Data mining consists of five major elements

• Extract, transform, and load transaction data onto the data warehouse system.

• Store and manage the data in a multidimensional database system.

• Provide data access to business analysts and information technology professionals.

• Analyze the data by application software.

• Present the data in a useful format, such as a graph or table.

DIFFERENT LEVELS OF ANALYSIS

Artificial neural networks: Non-linear predictive models that learn through training and resemble biological neural networks in structure.

Genetic algorithms: Optimization techniques that use process such as genetic combination, mutation, and natural selection in a design based on the concepts of natural evolution.

Decision trees: Tree-shaped structures that represent sets of decisions. So these decisions generate rules for the classification of a dataset. The Specific decision tree methods include Classification and Regression Trees (CART) and Chi Square Automatic Interaction Detection (CHAID). The CART and CHAID are decision tree techniques used for classification of a dataset.

Nearest neighbor method: A technique that classifies each record in a dataset based on a combination of the classes of the k record(s) most similar to it in a historical dataset.

Rule induction: The extraction of useful if-then rules from data based on statistical significance.

Data visualization: The visual interpretation of complex relationships in multidimensional data. Graphics tools are used to illustrate data relationships.

DATAMINING ALGORITHMS

C4.5 and beyond: Systems that construct classifiers are one of the commonly used tools in data mining [8]. Such Systems take as input a collection of cases, each belonging to one of a small number of Classes and described by its values for a fixed set of attributes, and output a classifier that can accurately predict the class to which a new case belongs.

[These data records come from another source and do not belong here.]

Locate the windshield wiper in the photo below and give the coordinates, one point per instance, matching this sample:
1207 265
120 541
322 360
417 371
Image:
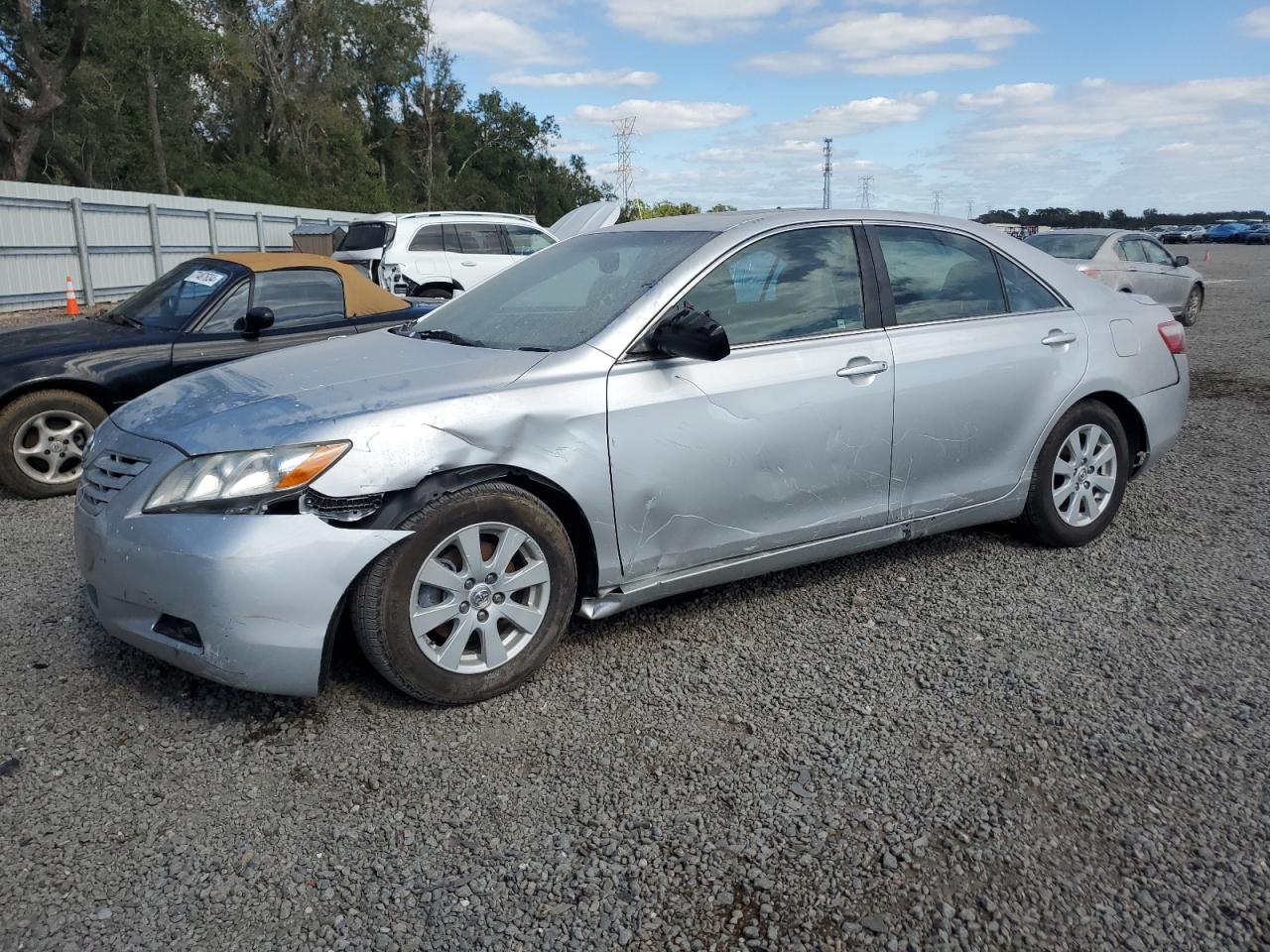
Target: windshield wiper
447 335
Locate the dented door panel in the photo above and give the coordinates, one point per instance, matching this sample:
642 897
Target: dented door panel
765 448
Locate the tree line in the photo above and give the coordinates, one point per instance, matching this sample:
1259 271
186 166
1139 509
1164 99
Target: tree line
344 104
1114 218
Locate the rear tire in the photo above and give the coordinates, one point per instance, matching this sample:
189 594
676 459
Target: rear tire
1080 477
44 438
444 616
1193 306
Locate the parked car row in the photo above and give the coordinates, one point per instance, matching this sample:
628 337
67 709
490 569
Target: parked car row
444 254
631 413
1234 231
1132 262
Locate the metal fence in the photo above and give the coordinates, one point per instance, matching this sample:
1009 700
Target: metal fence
113 243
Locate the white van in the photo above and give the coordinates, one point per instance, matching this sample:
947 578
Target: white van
443 254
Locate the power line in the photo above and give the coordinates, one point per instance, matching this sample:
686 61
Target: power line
622 131
828 173
866 190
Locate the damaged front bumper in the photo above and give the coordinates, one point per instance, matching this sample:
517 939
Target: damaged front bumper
245 601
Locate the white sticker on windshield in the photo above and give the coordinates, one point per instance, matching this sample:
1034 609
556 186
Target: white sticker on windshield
208 280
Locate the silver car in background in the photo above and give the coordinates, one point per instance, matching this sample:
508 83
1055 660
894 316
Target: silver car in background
625 416
1132 262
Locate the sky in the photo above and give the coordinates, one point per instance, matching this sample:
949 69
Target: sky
992 103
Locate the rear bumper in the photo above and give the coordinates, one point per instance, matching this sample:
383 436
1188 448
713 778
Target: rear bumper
1164 412
261 589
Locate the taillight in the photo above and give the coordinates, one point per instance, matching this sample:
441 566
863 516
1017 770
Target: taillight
1174 335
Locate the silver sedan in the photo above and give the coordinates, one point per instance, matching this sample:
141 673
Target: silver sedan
1133 262
625 416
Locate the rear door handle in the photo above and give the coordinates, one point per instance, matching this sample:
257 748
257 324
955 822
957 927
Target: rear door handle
1056 338
862 370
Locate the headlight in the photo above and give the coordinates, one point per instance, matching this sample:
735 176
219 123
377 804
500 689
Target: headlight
243 483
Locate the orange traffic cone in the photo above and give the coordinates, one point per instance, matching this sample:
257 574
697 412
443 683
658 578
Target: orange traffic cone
71 301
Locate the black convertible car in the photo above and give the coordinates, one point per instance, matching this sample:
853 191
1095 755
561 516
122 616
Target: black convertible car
59 381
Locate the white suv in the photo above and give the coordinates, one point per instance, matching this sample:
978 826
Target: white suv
443 254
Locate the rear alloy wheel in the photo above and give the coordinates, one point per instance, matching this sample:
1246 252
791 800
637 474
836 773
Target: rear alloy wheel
44 436
1080 477
1193 306
472 603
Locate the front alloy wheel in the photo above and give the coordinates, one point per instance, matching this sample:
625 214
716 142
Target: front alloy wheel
479 598
474 601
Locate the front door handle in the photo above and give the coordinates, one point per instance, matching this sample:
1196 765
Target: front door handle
1056 338
862 370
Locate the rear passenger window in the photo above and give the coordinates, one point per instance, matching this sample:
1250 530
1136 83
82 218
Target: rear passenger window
937 276
480 239
1133 250
300 298
1023 291
525 240
427 239
794 285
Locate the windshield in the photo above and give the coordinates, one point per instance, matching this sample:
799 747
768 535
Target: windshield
1069 245
169 302
564 295
366 235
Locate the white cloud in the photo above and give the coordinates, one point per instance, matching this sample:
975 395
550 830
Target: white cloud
856 116
899 45
585 77
663 114
865 36
793 63
920 63
488 32
1008 94
1256 23
697 21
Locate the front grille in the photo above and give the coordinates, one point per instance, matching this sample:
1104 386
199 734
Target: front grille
107 475
341 509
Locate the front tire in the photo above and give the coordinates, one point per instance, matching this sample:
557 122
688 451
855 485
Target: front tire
474 602
1193 306
1080 477
44 438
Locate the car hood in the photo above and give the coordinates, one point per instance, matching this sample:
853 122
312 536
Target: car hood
64 338
291 397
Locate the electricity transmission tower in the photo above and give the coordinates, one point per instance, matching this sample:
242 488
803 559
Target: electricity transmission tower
866 190
622 131
828 173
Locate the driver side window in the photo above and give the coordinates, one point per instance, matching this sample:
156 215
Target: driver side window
229 315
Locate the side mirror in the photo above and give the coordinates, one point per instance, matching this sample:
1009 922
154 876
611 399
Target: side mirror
257 318
694 334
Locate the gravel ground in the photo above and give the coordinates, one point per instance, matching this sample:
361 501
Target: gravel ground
956 743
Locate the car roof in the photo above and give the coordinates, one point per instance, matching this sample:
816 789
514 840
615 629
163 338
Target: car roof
720 222
362 296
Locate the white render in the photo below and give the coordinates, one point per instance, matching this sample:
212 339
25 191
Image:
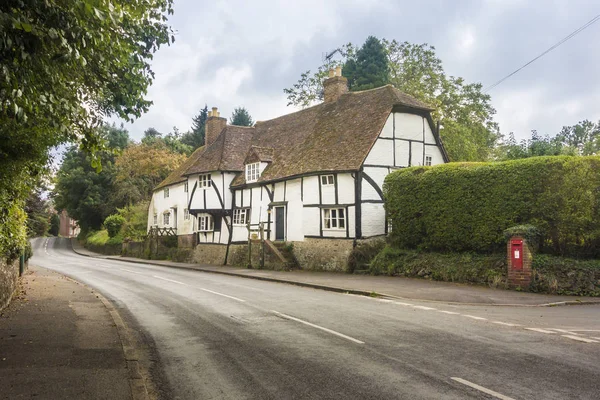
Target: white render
300 202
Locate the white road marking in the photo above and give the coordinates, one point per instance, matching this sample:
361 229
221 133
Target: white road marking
169 280
482 389
504 323
318 327
133 272
581 339
224 295
474 317
540 330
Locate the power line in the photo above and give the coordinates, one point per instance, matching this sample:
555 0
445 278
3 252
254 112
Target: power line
575 32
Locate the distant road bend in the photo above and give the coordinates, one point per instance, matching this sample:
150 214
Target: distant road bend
224 337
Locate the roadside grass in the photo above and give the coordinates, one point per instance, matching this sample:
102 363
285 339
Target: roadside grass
551 274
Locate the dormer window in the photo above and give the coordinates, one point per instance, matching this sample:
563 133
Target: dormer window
204 181
326 180
252 172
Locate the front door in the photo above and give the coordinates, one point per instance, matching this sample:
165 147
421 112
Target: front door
279 223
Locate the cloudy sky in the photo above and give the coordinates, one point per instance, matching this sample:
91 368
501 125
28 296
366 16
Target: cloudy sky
243 53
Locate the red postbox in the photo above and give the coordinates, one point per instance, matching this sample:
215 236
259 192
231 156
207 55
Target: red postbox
516 253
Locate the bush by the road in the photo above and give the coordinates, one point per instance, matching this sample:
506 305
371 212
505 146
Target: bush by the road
461 207
113 224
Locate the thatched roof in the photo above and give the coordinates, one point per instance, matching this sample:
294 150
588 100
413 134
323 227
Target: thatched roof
177 175
333 136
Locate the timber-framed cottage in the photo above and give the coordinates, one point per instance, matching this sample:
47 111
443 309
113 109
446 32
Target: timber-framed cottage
312 177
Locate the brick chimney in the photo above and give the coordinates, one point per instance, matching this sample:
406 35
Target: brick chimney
214 126
335 86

The k-means algorithm: The k-means algorithm is a simple iterative method to partition a given dataset into a user specified Number of clusters, k. this algorithm has been discovered by several researchers across different disciplines. The algorithm operates on a set of _d-dimensional vectors, D = {xi| i = 1 . . . N}, where xi _d denotes the i^th data point. The algorithm is initialized by picking k points in _d as the initial k cluster representatives or “centroids”.

Step 1: Data Assignment. Each data point is assigned to its closest centroid, with ties Broken arbitrarily. This results in a partitioning of the data.

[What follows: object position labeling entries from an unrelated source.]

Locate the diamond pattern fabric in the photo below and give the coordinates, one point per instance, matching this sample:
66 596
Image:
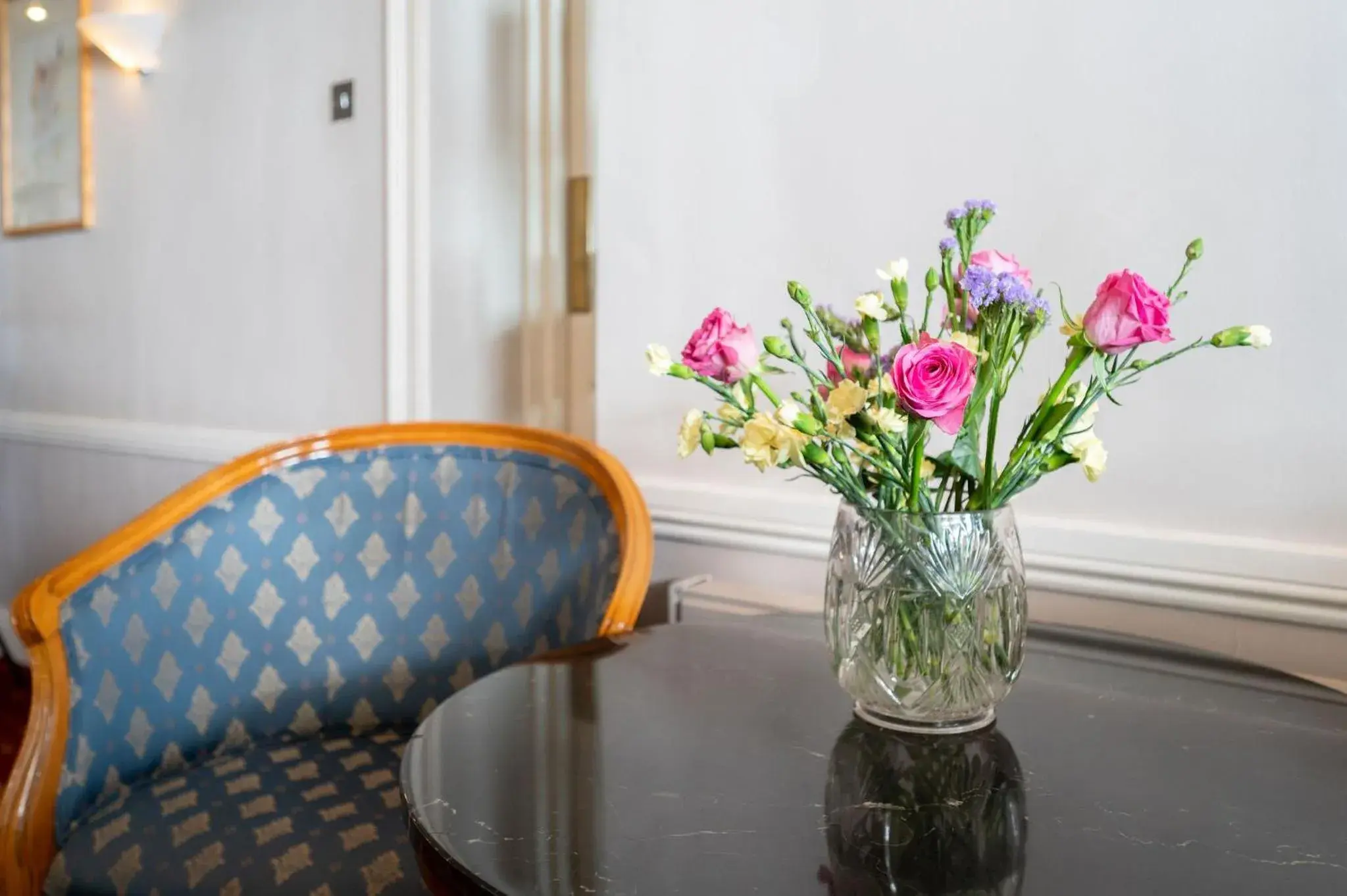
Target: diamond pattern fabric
303 817
338 595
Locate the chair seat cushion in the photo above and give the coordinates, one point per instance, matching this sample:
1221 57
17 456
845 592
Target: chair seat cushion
320 817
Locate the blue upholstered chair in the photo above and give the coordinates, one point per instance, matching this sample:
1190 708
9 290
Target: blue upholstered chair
222 687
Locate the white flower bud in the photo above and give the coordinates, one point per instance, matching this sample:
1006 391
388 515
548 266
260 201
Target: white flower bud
659 359
872 306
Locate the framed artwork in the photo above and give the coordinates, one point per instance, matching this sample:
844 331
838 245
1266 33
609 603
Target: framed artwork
46 166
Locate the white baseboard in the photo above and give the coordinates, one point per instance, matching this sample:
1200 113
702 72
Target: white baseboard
1253 578
165 441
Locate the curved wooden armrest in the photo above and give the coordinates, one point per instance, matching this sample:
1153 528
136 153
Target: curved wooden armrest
29 805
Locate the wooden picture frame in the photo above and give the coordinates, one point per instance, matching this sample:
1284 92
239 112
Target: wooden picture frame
46 159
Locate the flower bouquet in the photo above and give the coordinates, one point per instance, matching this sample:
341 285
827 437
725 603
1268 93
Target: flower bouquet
926 595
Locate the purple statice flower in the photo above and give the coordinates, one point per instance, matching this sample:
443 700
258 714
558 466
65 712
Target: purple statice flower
985 286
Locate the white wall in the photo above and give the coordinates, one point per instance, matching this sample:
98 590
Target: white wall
477 204
235 276
748 143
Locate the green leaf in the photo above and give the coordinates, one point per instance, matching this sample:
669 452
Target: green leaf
966 455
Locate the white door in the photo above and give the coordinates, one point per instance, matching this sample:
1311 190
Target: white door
497 313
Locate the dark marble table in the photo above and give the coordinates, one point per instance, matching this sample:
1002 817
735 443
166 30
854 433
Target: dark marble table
724 760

Step 2: Relocation of “means”. Each cluster representative is relocated to the center (Mean) of all data points assigned to it.

Support vector machines: The machine learning applications, Support Vector Machines (SVM) are considered A must try—it offers one of the most robust and accurate methods among all well-known Algorithms. Therefore it has a sound theoretical foundation, requires only a dozen examples for training, and is insensitive to the number of dimensions.

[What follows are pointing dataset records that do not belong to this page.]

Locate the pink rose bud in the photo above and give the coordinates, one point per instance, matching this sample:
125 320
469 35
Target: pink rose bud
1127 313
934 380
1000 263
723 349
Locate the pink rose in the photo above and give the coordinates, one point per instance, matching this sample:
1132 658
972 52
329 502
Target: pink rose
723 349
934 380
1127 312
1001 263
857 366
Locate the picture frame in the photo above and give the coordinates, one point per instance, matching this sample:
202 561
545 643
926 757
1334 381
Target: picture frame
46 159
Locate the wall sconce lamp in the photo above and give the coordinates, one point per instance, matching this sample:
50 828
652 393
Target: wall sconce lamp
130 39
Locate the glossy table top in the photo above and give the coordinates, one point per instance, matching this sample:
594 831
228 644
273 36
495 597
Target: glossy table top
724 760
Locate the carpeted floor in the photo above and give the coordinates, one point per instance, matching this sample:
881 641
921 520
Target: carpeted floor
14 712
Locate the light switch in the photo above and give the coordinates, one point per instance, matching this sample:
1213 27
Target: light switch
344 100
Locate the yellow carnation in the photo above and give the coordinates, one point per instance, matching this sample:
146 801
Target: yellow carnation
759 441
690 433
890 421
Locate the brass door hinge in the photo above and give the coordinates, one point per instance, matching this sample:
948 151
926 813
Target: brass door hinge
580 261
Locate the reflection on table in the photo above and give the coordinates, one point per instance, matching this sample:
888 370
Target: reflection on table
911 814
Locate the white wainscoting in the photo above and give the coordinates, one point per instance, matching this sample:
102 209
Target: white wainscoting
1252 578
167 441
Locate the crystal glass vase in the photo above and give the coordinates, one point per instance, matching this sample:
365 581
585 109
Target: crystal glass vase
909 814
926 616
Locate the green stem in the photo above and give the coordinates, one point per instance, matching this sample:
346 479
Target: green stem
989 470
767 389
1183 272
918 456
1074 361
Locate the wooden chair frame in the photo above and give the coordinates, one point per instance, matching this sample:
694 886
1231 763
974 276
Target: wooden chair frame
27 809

The Apriori algorithm: One of the most popular data mining approaches is to find frequent item sets from a transaction Dataset and derive association rules. Therefore Finding frequent item sets is not trivial because of its combinatorial explosion.

The EM algorithm; Finite mixture distributions provide a flexible and mathematical-based approach to the modeling and clustering of data observed on random phenomena. Therefore we focus here on the use of Normal mixture models, which can be used to cluster continuous data and to estimate the Underlying density function.

PageRank: The most popular Page Ranking algorithm issued by Google search engine. The algorithm assigns ranks for each hyperlink on the web. Based on this algorithm, they built the search engine Google, which has been a huge success. Nowadays every search engine has its own hyperlink based ranking method.

AdaBoost: Ensemble learning deals with methods which employ multiple learners to solve a problem. This generalization ability of an ensemble is usually significantly better than that of a single learner, so ensemble methods are very attractive.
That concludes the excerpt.